De acordo com a publicação, as inovações tecnológicas foram um ponto estratégico para a empresa crescer, enfrentando cenários adversos na cadeia produtiva, tanto em relação ao clima quanto aos efeitos econômicos e da pandemia de covid-19. A São Martinho investiu cerca de R$ 70 milhões para migrar para a rede de conexão 5G, aumentando a cobertura em sua área de plantio.
“Com essa tecnologia podemos utilizar drones para a aplicação de produtos químicos em áreas determinadas, com extrema precisão”, conta o CEO da sucroenergética, Fábio Venturelli.

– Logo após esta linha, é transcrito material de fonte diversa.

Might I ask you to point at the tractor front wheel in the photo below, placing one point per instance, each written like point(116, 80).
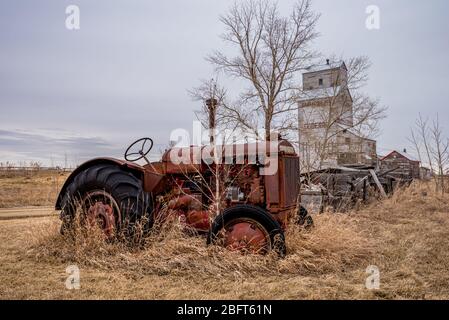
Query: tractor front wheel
point(247, 229)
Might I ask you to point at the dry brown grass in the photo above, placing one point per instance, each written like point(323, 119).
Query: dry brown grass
point(30, 188)
point(406, 236)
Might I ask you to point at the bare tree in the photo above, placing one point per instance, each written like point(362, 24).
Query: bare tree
point(272, 50)
point(430, 137)
point(440, 151)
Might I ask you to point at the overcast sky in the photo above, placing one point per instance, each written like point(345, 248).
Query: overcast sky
point(126, 72)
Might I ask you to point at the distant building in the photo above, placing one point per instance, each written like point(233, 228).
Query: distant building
point(405, 165)
point(326, 119)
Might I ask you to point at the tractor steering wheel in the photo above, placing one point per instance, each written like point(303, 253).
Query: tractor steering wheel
point(133, 154)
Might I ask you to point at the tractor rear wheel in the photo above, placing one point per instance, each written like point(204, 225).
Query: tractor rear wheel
point(247, 229)
point(108, 196)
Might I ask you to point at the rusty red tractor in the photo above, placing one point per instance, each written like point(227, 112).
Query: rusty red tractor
point(251, 215)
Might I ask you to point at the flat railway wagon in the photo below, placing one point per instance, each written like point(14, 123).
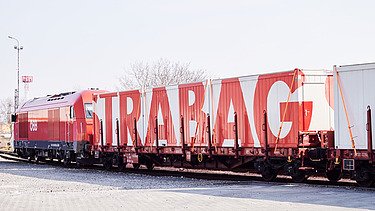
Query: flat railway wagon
point(354, 105)
point(272, 123)
point(55, 127)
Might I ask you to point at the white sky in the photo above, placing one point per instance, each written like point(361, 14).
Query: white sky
point(80, 44)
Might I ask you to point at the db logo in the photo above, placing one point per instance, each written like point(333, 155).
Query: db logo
point(33, 126)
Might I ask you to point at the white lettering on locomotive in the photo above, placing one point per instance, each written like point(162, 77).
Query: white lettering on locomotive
point(33, 126)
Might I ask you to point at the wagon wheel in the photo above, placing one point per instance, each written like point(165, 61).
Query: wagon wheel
point(268, 173)
point(297, 175)
point(136, 166)
point(107, 164)
point(36, 158)
point(363, 177)
point(120, 164)
point(150, 166)
point(334, 175)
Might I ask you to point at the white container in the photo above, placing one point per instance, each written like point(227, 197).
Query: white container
point(358, 90)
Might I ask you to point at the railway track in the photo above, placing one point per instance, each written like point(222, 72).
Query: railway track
point(201, 174)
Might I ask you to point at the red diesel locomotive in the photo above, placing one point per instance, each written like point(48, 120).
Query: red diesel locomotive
point(55, 127)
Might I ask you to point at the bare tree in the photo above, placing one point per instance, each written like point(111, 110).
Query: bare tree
point(160, 73)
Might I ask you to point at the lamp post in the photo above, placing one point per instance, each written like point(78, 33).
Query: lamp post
point(17, 91)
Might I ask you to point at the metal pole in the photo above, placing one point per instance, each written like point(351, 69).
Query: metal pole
point(17, 92)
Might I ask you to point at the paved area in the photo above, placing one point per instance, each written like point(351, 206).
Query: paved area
point(26, 186)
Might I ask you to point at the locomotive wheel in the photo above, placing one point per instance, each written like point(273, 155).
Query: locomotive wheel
point(334, 175)
point(268, 173)
point(66, 162)
point(136, 166)
point(363, 178)
point(108, 164)
point(299, 176)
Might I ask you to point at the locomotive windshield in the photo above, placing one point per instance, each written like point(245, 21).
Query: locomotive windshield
point(88, 110)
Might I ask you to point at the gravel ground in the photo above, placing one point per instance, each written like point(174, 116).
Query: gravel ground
point(25, 186)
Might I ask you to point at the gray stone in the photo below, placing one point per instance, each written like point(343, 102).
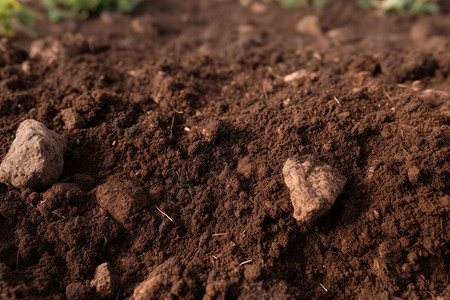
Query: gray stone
point(104, 281)
point(313, 185)
point(36, 157)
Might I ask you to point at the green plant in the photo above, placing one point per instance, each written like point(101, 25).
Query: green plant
point(298, 3)
point(15, 17)
point(81, 9)
point(411, 6)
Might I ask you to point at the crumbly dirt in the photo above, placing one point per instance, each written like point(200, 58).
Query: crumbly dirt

Ele também reitera que a São Martinho investiu em seu capital humano, formado atualmente por 12,5 mil funcionários. De acordo com o CEO, os colaboradores estão engajados em suas rotinas e “promovem a construção do planejamento para os próximos anos, intensificando a inovação e identificando oportunidades”.
Ele também é otimista para o resultado da safra 2023/24, mas relata que não pode compartilhar números futuros porque a São Martinho é um grupo de capital aberto. Entre os dados já divulgados, a companhia registrou receita líquida de R$ 1,58 bilhão no segundo trimestre da safra 2022/23, um acréscimo de 11,2% ante o mesmo período da temporada anterior.

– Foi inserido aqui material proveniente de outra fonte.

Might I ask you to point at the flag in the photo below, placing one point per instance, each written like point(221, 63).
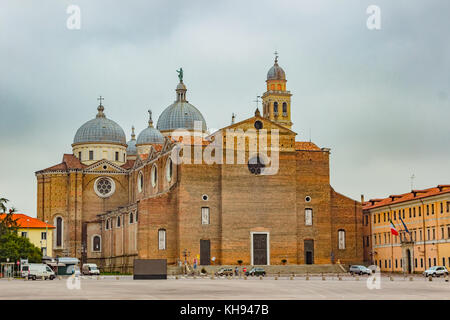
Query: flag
point(393, 228)
point(404, 225)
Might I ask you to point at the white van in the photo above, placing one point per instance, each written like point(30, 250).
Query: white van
point(90, 269)
point(37, 270)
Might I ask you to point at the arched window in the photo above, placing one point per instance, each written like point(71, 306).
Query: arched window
point(59, 231)
point(308, 217)
point(162, 239)
point(284, 109)
point(275, 108)
point(154, 176)
point(169, 170)
point(341, 239)
point(140, 182)
point(96, 243)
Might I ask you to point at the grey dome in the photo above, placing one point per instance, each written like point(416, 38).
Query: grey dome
point(131, 148)
point(181, 114)
point(150, 135)
point(276, 72)
point(100, 129)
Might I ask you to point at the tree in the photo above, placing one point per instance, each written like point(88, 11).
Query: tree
point(8, 224)
point(15, 247)
point(3, 202)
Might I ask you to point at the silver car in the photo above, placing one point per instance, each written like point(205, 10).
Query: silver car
point(359, 270)
point(436, 271)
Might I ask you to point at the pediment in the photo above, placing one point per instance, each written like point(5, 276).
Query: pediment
point(103, 166)
point(249, 124)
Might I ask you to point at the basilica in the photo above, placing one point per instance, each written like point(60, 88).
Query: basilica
point(113, 200)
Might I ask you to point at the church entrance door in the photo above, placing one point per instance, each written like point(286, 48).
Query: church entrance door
point(260, 249)
point(309, 251)
point(205, 252)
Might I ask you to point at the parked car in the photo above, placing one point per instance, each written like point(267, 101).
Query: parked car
point(436, 271)
point(90, 269)
point(359, 270)
point(37, 270)
point(256, 272)
point(224, 272)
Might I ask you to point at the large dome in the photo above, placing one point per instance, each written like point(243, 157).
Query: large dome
point(150, 135)
point(100, 130)
point(276, 72)
point(181, 114)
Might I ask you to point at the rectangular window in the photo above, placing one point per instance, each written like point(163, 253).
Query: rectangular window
point(162, 239)
point(308, 217)
point(341, 239)
point(205, 215)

Entre os planos da companhia para o futuro está o início da operação de sua planta de etanol de milho acoplada à usina Boa Vista, em Quirinópolis (GO), após um investimento de R$ 740 milhões. Além de ter uma capacidade anual para produzir até 210 milhões de litros do biocombustível, a unidade também vai fabricar até 150 mil toneladas de DDGS, para nutrição animal, e 10 mil toneladas de óleo de milho.
Para completar, a São Martinho também possui um projeto de ampliação da usina termelétrica da unidade em Pradópolis (SP), que deve ter início na safra 2023/24. O investimento, de R$ 300 milhões, deverá somar uma capacidade excedente de até 210 megawatts-hora de energia a serem comercializados.
Raízen é destaque no setor de petróleo e gás
A Raízen, maior sucroenergética do país, controlando 35 usinas de etanol e açúcar, não faz parte do ranking da bioenergia. Mas isso não se deve à resultados ruins, afinal, a companhia compila números favoráveis. A metodologia adotada pelo Valor 1000 reúne as empresas do grupo no setor de petróleo e gás, pois a controladora também atua na distribuição de combustíveis.
Em 2021, a Raízen ocupou a quarta colocação no ranking final das mil maiores companhias, mesma colocação do ano anterior. Considerada entre as dez melhores empresas de petróleo e gás, ela ficou em oitavo lugar, somando 38,4 pontos, distante da Shell, a líder do setor, que totalizou 82,2 pontos.
Considerando os seis critérios de excelência avaliados por setor, a Raízen ficou na segundo posição na lista de receita líquida, com R$ 191,27 bilhões, atrás apenas da Petrobras. A companhia também aparece nos rankings de evolução da receita líquida e de alavancagem financeira.